Women who have tried to form unions to protest working conditions have met with a complete lack of support from the government and with outright repression. For instance, the Women Workers Union (WWU) formed in 1991 to protest degrading working conditions in the Civic Textile Company (a Taiwanese garment company)46 and low salaries in export-processing zones (EPZs) in Belize.47 The company fired the union leaders and most local members who went on strike, and WWU eventually fell apart. The Belize government went on to grant the company an exemption from the country's Labor Act.48
Discriminatory employment practices in Belize have contributed to the growing correlation between gender and poverty. The Caribbean region has recorded the highest proportion of female-headed households in the world (34.6 percent) and Belize particularly has recorded a high incidence of poverty in such households. The International Labor Organization (ILO) reported that of those who were out of a job for more than twelve months, two-thirds were women.49 Women also find it more difficult than men to obtain business and agricultural financing.50 Another important factor inhibiting women's opportunities to work is the scarcity of childcare services both in rural and urban areas. The government does not support or subsidize childcare.
The International Confederation of Free Trade Unions (ICFTU) reports that women (mostly immigrants from other Central American countries) employed in the banana industry work in hazardous and degrading conditions. ICFTU also reported that women are "regularly subjected to sexual harassment" by the security guards.51 According to the ICFTU report, the government allies itself with employers and has done nothing to enforce the employment law and investigate and prosecute violators.
CONVENTION ARTICLE 12 - HEALTH CARE AND FAMILY PLANNING
Although Belize provides health services to its citizens, many women, especially in rural areas, do not receive adequate care. According to the 1995 report by the Pan American Heath Organization (PAHO), more than forty percent of women seen at prenatal clinics are anemic. Women from the Garífuna and Ketchi Maya ethnic groups showed serious iron and vitamin A deficiencies.52
Abortion is a criminal offense punishable by imprisonment for fourteen years.53 However, abortion is available from lay practitioners. PAHO and the World Health Organization (WHO) ranked illegal abortion as the number one cause of death among women in Belize.54 The high incidence of cervical cancer and infertility among Belizean women has been linked to the high rates of illegal abortions.
In 1988, nearly seventy percent of all children were born to single mothers, and the trend has been increasing.
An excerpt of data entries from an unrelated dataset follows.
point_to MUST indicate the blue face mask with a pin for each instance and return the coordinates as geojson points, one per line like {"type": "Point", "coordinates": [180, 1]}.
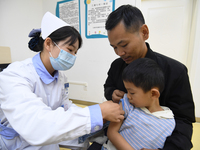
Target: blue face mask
{"type": "Point", "coordinates": [64, 61]}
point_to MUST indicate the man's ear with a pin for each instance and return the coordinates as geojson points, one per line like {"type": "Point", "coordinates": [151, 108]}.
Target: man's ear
{"type": "Point", "coordinates": [145, 31]}
{"type": "Point", "coordinates": [48, 44]}
{"type": "Point", "coordinates": [155, 93]}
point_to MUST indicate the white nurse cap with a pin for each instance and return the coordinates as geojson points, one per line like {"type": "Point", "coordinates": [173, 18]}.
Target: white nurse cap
{"type": "Point", "coordinates": [51, 23]}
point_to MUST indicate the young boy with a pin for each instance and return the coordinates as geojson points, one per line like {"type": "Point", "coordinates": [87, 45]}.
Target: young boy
{"type": "Point", "coordinates": [146, 123]}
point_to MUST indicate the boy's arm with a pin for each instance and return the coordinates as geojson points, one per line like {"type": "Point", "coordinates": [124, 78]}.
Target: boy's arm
{"type": "Point", "coordinates": [117, 139]}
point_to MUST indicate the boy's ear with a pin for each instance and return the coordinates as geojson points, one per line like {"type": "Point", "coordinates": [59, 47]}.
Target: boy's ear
{"type": "Point", "coordinates": [155, 93]}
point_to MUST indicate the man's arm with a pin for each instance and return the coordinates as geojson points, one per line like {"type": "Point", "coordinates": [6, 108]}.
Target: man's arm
{"type": "Point", "coordinates": [181, 103]}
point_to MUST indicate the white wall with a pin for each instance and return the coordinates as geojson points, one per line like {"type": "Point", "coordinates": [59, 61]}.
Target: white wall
{"type": "Point", "coordinates": [195, 58]}
{"type": "Point", "coordinates": [17, 19]}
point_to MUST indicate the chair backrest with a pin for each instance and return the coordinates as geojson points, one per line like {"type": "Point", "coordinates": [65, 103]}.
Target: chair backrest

In 1985, UNICEF reported that Belize had one of the highest rates of adolescent pregnancy in the Central American region, and that one of five births was a result of an adolescent pregnancy.55 Yet the Catholic Church, which plays a dominant role in the public education system, has openly opposed any sex education classes, arguing that these programs would "encourage the young to use contraceptives" and give them "permission to be sexually active."56 According to McClaurin, the task of informing women about contraceptives and other issues related to their reproductive health has largely been in the hands of private doctors and nongovernmental organizations. But according to WHO data, only about ten percent use private family planning.57
Belize has since 1992 ranked second (after Honduras) in Central America in AIDS incidence.58 According to a recent report by PAHO, Belize has 138 reported cases of AIDS,59 but according to Belize's National AIDS Program (NAP) the number may be as high as two thousand.60
In recent years, there has been an increase in AIDS incidence among women. NAP's director, Dr. Jorge Polanco, has cited sexual exploitation as one of the causes. Polanco called for policies targeted at the prevention of the transmission of the disease which would include education programs for teenagers.61 A study conducted by McClaurin indicates that only two percent of women who perceive themselves to be at risk use any kind of preventive measures.
CONVENTION ARTICLE 14 - RURAL WOMEN
Women in rural areas have the most limited access to government services. Educational and health services offered in rural zones are inferior to those offered in urban areas. For instance, the rural Toledo district has the lowest ratio of qualified primary school teachers. This situation results in a low educational attainment of rural women. The mostly rural Mayas have the lowest literacy rate in the country.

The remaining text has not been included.